Densho Digital Archive
Densho Visual History Collection
Title: Hank Shozo Umemoto Interview
Narrator: Hank Shozo Umemoto
Interviewer: Tom Ikeda
Location: Los Angeles, California
Date: July 30, 2010
Densho ID: denshovh-uhank-01-0019

<Begin Segment 19>

TI: So I'm gonna switch gears a little bit.

HU: Okay.

TI: About your, the family life, so your mother, your sister, you, how did the family life change going from the farm to Manzanar?

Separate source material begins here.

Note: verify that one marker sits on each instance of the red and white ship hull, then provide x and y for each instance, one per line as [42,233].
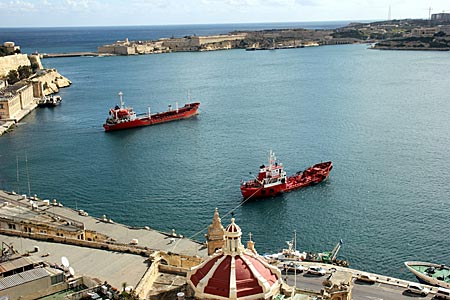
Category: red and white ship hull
[259,189]
[187,111]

HU: Well, it changed in a good way, maybe, in a bad way. We were very close, closely knit family before the war. When we went to camp my brother's family and my mother's family, we slept in one, just one room. There was, what, three, six of us, and later when there were vacancies we, we were able to move. We were able to separate. (When we first moved into the block, there) were fifteen buildings, residential buildings. One was reserved as a community building, like in our case, in our block it turned out to be a kindergarten preschool, and there was barrack number fourteen, which they reserved it thinking that maybe they might have to use it as a community service building, but later on they found out that they don't need that space, so (...) they used it for residential. So we went, moved in there and my brother's family moved into another place, so we got separated, so we were at the opposite end of the block. So it sort of separated us from my brother's family. (...) So my mother, my sister and I were living together, then we also got separated in terms of, say, eating together for example. I would eat with my friends, my sister would go with her friends, so there was no, the family cohesiveness sort of dissipated there. So we sort of, but of course, we stayed in the same room, so it was a drastic change from what we used to have.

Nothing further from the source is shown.